By Serin Sarsour
Brooklyn College held a CUNY-wide Eid al-Fitr community celebration on Wednesday, May 4 with the efforts of several clubs.
“The Eid celebration was great!” said BC junior Fatimah Kezadri. “I met many new people and enjoyed the food, music, and socializing. Looking forward to another one.”
Eid al-Fitr is one of the two main holidays that Muslims celebrate every year, the other being Eid al-Adha. Eid al-Fitr, in particular, is when Muslims celebrate having fasted for 29 to 30 days prior to that day; the month that Muslims fast annually is called Ramadan. Along with their fasting, Muslims pray five times per day and read their holy book, the Quran, in order to further their connections with God. Muslims also partake in good deeds, such as donating money to charity. Donating money to charitable efforts every year is one of the five pillars of Islam called zakat.
“My favorite part about Eid is getting dressed up and going to Eid prayer with family,” added Kezadri.
The event was held at the West Quad and was put together by the Muslim Women’s Leadership Project (MWLDP) and the Women’s Center with help from several clubs, including Bridges for Yemen, Students for Justice in Palestine (SJP), Muslims Giving Back, the Islamic Society, Muslim Women’s Educational Initiative (MWEI), the Office of Diversity and Equity Programs, the Bangladesh Students Association (BSA), and S.A.I.L.
Similar to Ramadan, one of Eid’s purposes is to bring the Muslim community together. “It [Eid] brings families and friends together to have a great time full of fun and happiness,” said Eman Saleh, a junior at BC who forms part of Bridges for Yemen and serves as the treasurer of SJP.
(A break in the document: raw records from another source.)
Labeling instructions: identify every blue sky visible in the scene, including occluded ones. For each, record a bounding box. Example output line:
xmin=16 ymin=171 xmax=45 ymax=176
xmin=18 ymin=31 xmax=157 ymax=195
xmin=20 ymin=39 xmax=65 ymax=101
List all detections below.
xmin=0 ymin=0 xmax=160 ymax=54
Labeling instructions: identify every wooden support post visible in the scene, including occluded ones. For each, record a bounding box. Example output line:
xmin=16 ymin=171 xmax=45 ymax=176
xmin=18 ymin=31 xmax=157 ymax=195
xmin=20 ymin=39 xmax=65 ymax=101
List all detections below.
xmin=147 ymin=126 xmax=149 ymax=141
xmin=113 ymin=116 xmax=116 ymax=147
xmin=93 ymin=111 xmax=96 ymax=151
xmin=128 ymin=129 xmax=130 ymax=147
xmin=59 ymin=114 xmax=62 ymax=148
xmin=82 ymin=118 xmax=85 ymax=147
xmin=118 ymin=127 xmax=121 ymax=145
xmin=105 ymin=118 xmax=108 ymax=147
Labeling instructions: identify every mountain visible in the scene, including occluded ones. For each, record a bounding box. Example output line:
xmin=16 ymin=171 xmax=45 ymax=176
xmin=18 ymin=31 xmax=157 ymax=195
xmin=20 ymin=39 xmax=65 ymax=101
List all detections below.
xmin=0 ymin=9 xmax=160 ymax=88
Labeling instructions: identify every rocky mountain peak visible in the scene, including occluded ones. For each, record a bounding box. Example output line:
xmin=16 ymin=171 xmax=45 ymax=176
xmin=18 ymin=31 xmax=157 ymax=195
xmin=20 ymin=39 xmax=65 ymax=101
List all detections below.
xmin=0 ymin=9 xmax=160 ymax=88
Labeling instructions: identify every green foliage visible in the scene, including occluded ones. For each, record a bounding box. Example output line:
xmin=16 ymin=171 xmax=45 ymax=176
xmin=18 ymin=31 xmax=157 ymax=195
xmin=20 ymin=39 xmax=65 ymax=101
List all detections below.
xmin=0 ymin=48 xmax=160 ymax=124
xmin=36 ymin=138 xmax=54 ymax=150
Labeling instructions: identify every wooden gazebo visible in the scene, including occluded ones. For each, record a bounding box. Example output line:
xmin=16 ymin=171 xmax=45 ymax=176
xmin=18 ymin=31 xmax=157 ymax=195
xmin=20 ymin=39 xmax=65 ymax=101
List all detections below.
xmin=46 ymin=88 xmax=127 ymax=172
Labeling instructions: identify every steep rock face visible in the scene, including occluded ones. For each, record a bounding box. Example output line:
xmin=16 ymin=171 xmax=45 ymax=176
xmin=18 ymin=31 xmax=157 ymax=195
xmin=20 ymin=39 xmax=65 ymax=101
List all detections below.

This year, Ramadan lasted 30 days and Eid al-Fitr fell on Monday, May 2, which was celebrated for three days. During the holiday, Muslims wear their nicest clothes, usually from their specific cultures, exchange gifts, and pray and eat with their loved ones.
At BC’s Eid celebration, games, a photo booth, henna, club tabling, and food were offered. “The framework was sort of like an Eid bazaar where we get to see and showcase different cultures and practices that take place during Eid,” said Fahria Orine, the president of Muslim Women’s Educational Initiative (MWEI). A bazaar is similar to a marketplace where multiple shops and stands are available to the public. Each table that was present at the event represented different clubs and cultures at BC.
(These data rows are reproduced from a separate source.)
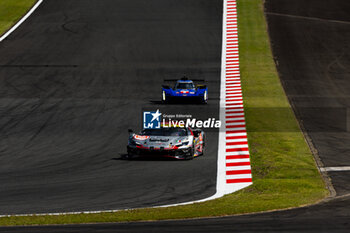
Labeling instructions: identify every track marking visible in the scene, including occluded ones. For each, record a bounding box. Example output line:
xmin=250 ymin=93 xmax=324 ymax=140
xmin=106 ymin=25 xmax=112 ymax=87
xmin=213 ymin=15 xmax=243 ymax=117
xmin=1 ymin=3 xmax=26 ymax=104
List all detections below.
xmin=320 ymin=166 xmax=350 ymax=172
xmin=0 ymin=0 xmax=44 ymax=42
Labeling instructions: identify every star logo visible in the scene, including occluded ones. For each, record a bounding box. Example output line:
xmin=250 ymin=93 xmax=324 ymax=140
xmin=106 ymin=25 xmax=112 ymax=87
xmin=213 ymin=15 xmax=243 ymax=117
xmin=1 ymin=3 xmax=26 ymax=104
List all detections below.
xmin=151 ymin=109 xmax=162 ymax=122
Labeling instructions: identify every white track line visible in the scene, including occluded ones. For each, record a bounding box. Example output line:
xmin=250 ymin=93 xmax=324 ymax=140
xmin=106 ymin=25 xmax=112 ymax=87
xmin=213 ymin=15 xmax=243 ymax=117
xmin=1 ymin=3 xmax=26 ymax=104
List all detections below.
xmin=0 ymin=0 xmax=44 ymax=42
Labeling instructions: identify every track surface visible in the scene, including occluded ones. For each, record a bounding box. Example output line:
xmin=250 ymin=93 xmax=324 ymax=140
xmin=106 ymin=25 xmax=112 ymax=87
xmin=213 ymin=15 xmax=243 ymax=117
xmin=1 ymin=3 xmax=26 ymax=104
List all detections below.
xmin=266 ymin=0 xmax=350 ymax=195
xmin=0 ymin=0 xmax=222 ymax=214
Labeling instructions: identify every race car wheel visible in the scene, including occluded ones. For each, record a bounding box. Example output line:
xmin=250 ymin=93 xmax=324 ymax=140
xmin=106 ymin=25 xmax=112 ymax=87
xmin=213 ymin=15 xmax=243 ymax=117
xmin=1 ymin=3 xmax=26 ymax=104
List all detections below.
xmin=200 ymin=134 xmax=205 ymax=155
xmin=186 ymin=146 xmax=194 ymax=160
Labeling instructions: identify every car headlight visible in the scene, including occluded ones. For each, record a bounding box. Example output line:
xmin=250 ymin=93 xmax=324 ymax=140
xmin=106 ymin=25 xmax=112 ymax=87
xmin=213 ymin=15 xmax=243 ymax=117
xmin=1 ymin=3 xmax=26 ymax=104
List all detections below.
xmin=176 ymin=141 xmax=190 ymax=147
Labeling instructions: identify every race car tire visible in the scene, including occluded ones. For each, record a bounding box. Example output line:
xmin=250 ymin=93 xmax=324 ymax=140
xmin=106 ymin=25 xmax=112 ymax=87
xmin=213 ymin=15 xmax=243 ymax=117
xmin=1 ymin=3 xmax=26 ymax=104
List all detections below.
xmin=200 ymin=133 xmax=205 ymax=156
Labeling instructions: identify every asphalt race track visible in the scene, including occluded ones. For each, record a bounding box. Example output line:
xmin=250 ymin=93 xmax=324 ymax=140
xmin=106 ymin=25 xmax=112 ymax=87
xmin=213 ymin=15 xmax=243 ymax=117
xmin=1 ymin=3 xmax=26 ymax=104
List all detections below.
xmin=0 ymin=0 xmax=222 ymax=214
xmin=1 ymin=0 xmax=350 ymax=233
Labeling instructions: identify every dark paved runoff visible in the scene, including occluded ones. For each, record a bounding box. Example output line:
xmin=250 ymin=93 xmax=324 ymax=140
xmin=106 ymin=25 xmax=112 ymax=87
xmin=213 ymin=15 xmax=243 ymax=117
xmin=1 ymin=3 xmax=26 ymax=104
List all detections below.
xmin=0 ymin=0 xmax=350 ymax=233
xmin=0 ymin=0 xmax=222 ymax=214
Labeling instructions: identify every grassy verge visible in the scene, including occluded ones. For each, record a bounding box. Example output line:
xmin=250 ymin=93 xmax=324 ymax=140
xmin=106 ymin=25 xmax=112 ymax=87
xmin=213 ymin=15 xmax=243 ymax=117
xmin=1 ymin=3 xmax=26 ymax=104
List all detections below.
xmin=0 ymin=0 xmax=37 ymax=36
xmin=0 ymin=0 xmax=328 ymax=225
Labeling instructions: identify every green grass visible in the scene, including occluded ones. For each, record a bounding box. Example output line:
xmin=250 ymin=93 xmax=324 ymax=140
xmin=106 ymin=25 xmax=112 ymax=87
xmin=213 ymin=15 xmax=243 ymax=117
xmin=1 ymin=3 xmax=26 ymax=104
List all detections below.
xmin=0 ymin=0 xmax=329 ymax=225
xmin=0 ymin=0 xmax=36 ymax=35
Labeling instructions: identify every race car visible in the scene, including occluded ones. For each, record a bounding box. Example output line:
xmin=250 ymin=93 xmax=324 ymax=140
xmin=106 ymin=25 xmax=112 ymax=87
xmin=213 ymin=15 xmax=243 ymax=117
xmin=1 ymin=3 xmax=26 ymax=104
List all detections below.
xmin=162 ymin=76 xmax=208 ymax=104
xmin=125 ymin=127 xmax=205 ymax=159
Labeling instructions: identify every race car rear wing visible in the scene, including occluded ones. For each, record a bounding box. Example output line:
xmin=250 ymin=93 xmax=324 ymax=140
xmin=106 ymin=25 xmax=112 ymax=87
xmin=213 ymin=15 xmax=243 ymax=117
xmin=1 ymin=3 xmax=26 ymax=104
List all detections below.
xmin=197 ymin=84 xmax=207 ymax=89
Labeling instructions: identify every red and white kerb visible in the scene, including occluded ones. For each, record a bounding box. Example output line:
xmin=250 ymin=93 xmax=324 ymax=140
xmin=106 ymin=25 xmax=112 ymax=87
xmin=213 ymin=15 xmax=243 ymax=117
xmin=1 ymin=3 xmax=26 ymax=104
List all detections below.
xmin=221 ymin=0 xmax=252 ymax=185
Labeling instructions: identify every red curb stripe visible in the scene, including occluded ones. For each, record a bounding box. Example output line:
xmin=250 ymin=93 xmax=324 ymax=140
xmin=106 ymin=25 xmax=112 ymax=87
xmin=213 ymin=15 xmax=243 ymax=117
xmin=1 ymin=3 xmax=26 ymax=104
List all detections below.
xmin=226 ymin=141 xmax=249 ymax=147
xmin=226 ymin=162 xmax=250 ymax=167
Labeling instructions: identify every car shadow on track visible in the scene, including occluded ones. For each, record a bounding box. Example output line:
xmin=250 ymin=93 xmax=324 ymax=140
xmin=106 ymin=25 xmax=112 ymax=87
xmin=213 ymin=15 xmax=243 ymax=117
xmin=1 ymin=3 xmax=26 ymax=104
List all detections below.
xmin=111 ymin=153 xmax=189 ymax=162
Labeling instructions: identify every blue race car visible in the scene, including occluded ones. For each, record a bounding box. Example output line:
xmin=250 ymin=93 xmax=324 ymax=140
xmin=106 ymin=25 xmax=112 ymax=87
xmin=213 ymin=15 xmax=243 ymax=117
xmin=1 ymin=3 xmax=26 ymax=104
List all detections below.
xmin=162 ymin=77 xmax=208 ymax=104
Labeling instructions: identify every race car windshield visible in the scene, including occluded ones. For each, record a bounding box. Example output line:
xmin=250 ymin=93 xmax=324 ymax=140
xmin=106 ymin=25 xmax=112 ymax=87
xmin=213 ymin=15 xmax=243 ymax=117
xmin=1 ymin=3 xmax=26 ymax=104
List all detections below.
xmin=175 ymin=83 xmax=194 ymax=89
xmin=141 ymin=128 xmax=187 ymax=136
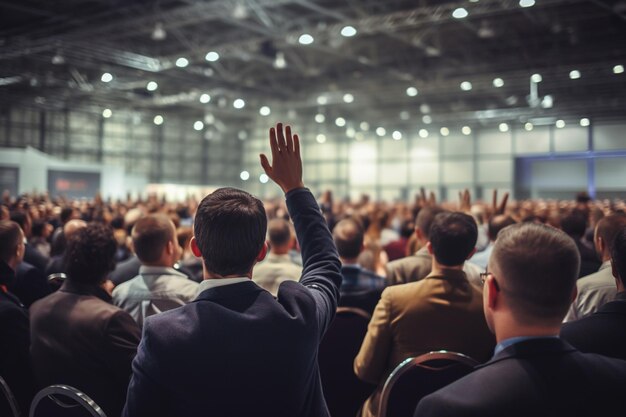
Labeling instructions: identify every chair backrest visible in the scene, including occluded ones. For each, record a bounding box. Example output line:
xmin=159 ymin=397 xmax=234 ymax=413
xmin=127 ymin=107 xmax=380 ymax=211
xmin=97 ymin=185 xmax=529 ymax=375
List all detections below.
xmin=29 ymin=385 xmax=106 ymax=417
xmin=0 ymin=376 xmax=20 ymax=417
xmin=378 ymin=350 xmax=478 ymax=417
xmin=318 ymin=307 xmax=375 ymax=417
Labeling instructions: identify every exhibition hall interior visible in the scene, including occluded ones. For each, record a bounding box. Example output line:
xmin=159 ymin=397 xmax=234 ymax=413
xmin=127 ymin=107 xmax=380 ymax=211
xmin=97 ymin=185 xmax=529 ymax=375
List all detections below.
xmin=0 ymin=0 xmax=626 ymax=417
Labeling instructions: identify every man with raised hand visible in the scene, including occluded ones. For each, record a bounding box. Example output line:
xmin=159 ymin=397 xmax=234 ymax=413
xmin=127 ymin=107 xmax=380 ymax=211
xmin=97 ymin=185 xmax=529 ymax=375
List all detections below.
xmin=123 ymin=123 xmax=341 ymax=417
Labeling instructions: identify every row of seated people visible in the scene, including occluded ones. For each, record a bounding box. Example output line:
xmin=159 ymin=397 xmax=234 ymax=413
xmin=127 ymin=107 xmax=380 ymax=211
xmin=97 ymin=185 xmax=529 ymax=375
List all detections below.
xmin=0 ymin=122 xmax=626 ymax=416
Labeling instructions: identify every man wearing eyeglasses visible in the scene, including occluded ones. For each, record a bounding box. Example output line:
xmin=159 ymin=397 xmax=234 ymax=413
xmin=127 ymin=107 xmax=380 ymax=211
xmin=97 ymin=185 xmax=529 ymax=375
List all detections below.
xmin=414 ymin=223 xmax=626 ymax=417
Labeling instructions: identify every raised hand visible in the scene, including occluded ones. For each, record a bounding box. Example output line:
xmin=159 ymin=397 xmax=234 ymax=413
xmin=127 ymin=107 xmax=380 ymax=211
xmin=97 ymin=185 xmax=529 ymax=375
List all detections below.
xmin=260 ymin=123 xmax=304 ymax=193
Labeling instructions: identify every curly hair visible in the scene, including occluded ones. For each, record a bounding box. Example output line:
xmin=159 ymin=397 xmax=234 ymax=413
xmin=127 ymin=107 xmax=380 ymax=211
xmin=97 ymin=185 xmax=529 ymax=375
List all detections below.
xmin=63 ymin=223 xmax=117 ymax=284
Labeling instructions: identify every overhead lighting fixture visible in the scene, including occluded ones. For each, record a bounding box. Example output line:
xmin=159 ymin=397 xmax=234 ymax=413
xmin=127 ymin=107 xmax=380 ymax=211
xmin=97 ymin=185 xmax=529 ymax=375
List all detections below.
xmin=298 ymin=33 xmax=315 ymax=45
xmin=176 ymin=57 xmax=189 ymax=68
xmin=406 ymin=87 xmax=419 ymax=97
xmin=341 ymin=26 xmax=357 ymax=38
xmin=452 ymin=7 xmax=469 ymax=19
xmin=204 ymin=51 xmax=220 ymax=62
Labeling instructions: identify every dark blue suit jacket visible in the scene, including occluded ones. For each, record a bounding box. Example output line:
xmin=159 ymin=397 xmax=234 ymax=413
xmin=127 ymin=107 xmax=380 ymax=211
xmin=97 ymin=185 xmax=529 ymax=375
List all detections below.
xmin=415 ymin=338 xmax=626 ymax=417
xmin=123 ymin=189 xmax=341 ymax=417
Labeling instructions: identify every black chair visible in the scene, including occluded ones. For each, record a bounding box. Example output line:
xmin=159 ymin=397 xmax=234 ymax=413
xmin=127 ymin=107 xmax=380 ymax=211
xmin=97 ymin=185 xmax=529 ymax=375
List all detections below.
xmin=0 ymin=376 xmax=20 ymax=417
xmin=378 ymin=350 xmax=478 ymax=417
xmin=318 ymin=307 xmax=376 ymax=417
xmin=29 ymin=385 xmax=106 ymax=417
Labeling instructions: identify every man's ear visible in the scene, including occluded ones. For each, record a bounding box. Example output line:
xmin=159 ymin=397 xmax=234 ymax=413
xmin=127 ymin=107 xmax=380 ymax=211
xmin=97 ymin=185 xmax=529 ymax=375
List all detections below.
xmin=189 ymin=236 xmax=202 ymax=258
“My favorite part about the celebration was seeing the entire Muslim community from different cultures celebrating Eid together with their own cultural spirits,” Saleh said. “Also, it was great trying the dessert from all the different cultures that attended the events.”
Over 80 people attended the event and represented their cultures proudly through their attire. The event was meant to celebrate and highlight the cultural diversity at BC, all while bringing the community together.
Although the celebration was a success, the clubs and organizations involved in the planning and assembling of the event faced a couple of obstacles.
“I would say the only challenge was timing since it was on day three of Eid and we were all trying to plan what to bring to the table,” said Orine. “In the future, we hope to showcase the cultures of a lot more of our members and also provide history as to why we celebrate Eid as Muslims.”
Students like BC senior Shuma Easmin look forward to attending future Eid celebrations at BC. “I am able to learn about so many different cultures and [being] able to interact with them is an experience that I always look forward to,” said Easmin, who is also a member of the BSA.
Those involved with the celebration have a few suggestions for similar events in the future. “Having it outside so non-Muslims can see the way different cultures/Muslims celebrate Eid would be nice,” Saleh said.